The matter was still in debate on that morning when Mrs. Osborne went through her engagement book down at Grote and found so heavy a programme in front of her. And somehow to-day she did not feel markedly exhilarated by it. The journey back from Venice had tired her very much, and though she had felt sure that a good night’s rest coupled with a day or two of solid English food would set her up again, she still felt overdone and devitalized. She was disposed to attribute this in the main to the unnutritious character of Venetian diet, where, if you got a bit of veal for your dinner, that was as much butcher’s meat as you were likely to see; while, to make up, there would be nothing more than a slice of some unknown fish and the half of a chicken that was no bigger than a blackbird. As for a nice filet of beef or a choice leg of lamb, it was a thing unheard of. Yet she had not felt much inclined for the filet of beef when it was accessible again; it seemed to suit her as little as the rice and maccaroni had done. For the last week, too, she had had from time to time little attacks of internal pain. No doubt it was of no consequence, but it was a pain that she did not know and could not quite localize.

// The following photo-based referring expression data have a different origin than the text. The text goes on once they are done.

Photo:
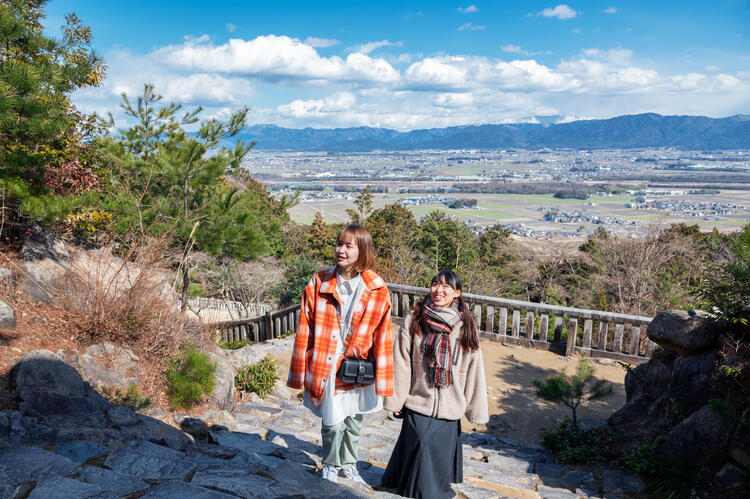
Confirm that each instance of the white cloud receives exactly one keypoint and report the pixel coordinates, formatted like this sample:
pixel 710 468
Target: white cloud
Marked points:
pixel 337 103
pixel 561 11
pixel 320 42
pixel 513 49
pixel 274 58
pixel 366 48
pixel 471 27
pixel 471 9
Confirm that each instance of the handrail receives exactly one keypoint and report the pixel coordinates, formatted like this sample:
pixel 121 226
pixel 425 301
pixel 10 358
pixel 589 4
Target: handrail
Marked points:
pixel 567 330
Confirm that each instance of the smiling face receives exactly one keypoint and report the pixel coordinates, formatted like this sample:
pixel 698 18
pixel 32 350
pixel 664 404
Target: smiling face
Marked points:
pixel 347 253
pixel 442 293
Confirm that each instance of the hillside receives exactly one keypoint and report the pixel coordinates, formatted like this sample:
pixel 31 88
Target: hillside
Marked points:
pixel 624 132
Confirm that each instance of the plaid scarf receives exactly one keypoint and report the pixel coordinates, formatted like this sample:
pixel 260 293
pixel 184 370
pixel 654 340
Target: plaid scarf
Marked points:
pixel 436 347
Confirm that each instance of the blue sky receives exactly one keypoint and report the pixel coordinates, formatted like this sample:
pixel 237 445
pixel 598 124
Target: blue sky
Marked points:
pixel 408 64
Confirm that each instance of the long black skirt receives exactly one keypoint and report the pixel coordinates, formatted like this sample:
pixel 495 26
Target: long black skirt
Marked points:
pixel 427 457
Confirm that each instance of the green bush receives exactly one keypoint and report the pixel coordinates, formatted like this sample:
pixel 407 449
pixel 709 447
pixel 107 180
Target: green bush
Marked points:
pixel 572 444
pixel 260 377
pixel 234 345
pixel 574 390
pixel 131 398
pixel 190 375
pixel 668 479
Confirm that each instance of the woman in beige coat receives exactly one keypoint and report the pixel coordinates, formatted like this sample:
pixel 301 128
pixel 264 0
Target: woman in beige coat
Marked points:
pixel 438 378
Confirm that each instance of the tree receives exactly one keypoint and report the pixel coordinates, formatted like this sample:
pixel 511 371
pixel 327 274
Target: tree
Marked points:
pixel 573 391
pixel 363 202
pixel 447 243
pixel 39 127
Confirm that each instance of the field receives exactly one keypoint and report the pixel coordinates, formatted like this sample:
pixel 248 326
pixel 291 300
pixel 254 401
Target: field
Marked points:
pixel 525 209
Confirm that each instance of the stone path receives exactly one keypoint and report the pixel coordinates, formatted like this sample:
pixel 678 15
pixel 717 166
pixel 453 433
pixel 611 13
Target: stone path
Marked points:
pixel 65 441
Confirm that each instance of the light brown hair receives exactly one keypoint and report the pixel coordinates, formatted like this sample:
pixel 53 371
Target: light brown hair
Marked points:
pixel 363 240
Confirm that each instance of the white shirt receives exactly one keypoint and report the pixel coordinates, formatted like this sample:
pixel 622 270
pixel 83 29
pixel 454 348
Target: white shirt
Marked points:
pixel 334 408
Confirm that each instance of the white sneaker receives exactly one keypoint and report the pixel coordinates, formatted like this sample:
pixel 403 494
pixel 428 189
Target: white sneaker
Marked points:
pixel 330 473
pixel 352 474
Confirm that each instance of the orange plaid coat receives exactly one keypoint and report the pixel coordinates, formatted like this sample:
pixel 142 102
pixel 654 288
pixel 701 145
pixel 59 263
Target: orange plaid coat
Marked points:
pixel 315 344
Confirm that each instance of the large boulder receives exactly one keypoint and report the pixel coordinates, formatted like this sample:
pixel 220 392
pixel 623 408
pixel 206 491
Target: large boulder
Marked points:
pixel 47 386
pixel 690 386
pixel 44 257
pixel 686 332
pixel 704 433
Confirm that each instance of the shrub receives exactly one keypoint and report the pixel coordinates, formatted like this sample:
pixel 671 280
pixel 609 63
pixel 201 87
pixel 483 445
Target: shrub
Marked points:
pixel 573 390
pixel 234 345
pixel 131 398
pixel 578 445
pixel 190 376
pixel 260 377
pixel 665 478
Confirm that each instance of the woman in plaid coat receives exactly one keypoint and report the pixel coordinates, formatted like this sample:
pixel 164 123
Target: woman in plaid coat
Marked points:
pixel 346 312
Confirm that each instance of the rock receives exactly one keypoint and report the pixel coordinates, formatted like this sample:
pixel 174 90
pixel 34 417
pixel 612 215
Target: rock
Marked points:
pixel 690 386
pixel 153 430
pixel 119 483
pixel 703 433
pixel 153 411
pixel 121 415
pixel 7 316
pixel 21 465
pixel 729 477
pixel 685 332
pixel 549 469
pixel 47 386
pixel 224 394
pixel 40 279
pixel 578 477
pixel 618 481
pixel 6 276
pixel 193 426
pixel 244 441
pixel 57 486
pixel 39 243
pixel 233 481
pixel 80 451
pixel 173 488
pixel 150 462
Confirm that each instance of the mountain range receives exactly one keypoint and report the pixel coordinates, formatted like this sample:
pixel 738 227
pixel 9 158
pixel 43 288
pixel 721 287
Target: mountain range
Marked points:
pixel 621 132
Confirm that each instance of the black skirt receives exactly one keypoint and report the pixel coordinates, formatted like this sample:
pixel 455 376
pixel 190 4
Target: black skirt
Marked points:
pixel 427 457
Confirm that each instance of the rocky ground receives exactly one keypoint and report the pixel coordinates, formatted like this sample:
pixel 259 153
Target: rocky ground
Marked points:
pixel 65 440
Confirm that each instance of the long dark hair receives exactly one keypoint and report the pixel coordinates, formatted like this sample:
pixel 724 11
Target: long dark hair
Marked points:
pixel 469 339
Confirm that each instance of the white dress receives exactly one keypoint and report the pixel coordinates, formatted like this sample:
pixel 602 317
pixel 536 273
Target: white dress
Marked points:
pixel 334 408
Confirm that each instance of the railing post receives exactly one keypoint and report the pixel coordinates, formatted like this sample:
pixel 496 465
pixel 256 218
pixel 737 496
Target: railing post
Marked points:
pixel 572 336
pixel 268 323
pixel 490 324
pixel 588 325
pixel 603 326
pixel 529 327
pixel 543 327
pixel 502 327
pixel 558 329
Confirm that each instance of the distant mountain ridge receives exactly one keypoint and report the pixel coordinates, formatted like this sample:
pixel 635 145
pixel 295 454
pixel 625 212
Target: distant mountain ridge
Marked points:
pixel 621 132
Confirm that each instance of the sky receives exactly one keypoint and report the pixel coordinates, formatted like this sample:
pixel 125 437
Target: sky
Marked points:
pixel 408 65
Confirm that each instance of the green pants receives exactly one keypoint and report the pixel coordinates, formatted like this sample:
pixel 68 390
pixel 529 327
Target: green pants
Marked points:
pixel 341 442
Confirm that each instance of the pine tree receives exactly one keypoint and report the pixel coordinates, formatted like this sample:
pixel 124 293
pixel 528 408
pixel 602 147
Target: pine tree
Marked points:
pixel 39 127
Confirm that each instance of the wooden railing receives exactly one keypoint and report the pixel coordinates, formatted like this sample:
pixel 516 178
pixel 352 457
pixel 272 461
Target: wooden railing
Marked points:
pixel 261 328
pixel 565 330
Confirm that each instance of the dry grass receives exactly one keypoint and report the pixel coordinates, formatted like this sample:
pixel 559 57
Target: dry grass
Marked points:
pixel 101 297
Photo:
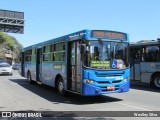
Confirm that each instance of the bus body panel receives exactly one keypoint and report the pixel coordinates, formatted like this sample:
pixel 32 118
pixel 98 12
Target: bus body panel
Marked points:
pixel 102 79
pixel 47 71
pixel 145 62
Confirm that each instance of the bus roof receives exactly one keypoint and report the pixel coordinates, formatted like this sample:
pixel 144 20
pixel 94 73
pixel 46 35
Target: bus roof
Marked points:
pixel 85 34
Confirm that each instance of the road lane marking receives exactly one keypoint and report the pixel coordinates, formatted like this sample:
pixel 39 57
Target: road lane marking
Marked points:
pixel 134 107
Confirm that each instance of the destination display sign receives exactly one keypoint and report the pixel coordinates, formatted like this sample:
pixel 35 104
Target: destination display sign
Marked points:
pixel 108 35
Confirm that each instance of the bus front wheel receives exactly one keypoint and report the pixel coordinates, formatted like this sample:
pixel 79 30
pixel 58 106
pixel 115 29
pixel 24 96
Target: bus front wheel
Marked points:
pixel 156 81
pixel 60 87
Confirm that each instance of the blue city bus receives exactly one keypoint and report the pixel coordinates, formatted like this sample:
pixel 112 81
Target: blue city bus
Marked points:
pixel 88 62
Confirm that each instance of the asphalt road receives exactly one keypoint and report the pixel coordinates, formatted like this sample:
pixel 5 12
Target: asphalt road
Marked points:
pixel 16 94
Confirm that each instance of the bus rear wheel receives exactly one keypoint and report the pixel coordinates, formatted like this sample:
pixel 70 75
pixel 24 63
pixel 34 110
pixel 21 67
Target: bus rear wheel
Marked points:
pixel 60 87
pixel 156 81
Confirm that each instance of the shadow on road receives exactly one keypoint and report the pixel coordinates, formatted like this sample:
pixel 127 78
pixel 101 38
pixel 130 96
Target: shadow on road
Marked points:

Once or twice she had thought of consulting a doctor, a thing that Mr. Osborne had urged on her before the Venetian visit, but some vague and curious fear prevented her — the fear of being told that something was seriously wrong, and that she would have to give up their London programme which she had planned so delightedly. That was a thing not to be contemplated; the London plans were, to her mind, part of the immutable order of things, and it was therefore essentially important that Mr. Osborne should not guess that she was out of sorts, for she well knew, if he had so much as a guess of that, he would ha
ve carried her off, by force if necessary, and not let go of her till he had deposited her in some eminent consulting room, with specialists dangling at the end of the telephone. But she had never been lacking in spirit, and it would be a singular thing if she could not be genial and hearty to all the world for a few weeks more.
But what she doubted was her power of getting through, the physical strain of it. She knew how tiring the standing about and the receiving was, and every day now she felt tired even before the fatigues of it had begun. If only she had a daughter, who could quite naturally take some of this off her hands, and let her sit down while the “company” were arriving. And then, an idea struck her.
Dora and Claude were intending to occupy the flat in Mount Street till the end of the summer. After that they would come down to Grote, and soon, please God! the flat in Mount Street would be too small for them “and what would be theirs” — this elegant circumlocution was exactly the phrase that passed through Mrs. Osborne’s mind — and when they returned to London again in the autumn, it would be to a house of their own in Green Street with place for a nursery. This, however, they were only going to take at Michaelmas; but Dora had written to her mother-in-law this very morning (and her innocent letter suggested possibilities to Mrs. Osborne), saying that Mount Street really seemed to be hotter than Venice, and dreadfully stuffy, which Venice was not. What if Dora and Claude would come and live with them in Park Lane till the end of July? She remembered how Dora had acted hostess down at Grote in the winter, and they might play the game again. But this time there would be a real object to be served by it; Dora would help her in the entertaining, which prospectively, as she planned it, had seemed so delightful, but now appeared so difficult. It was an excellent idea, if only she could compass it.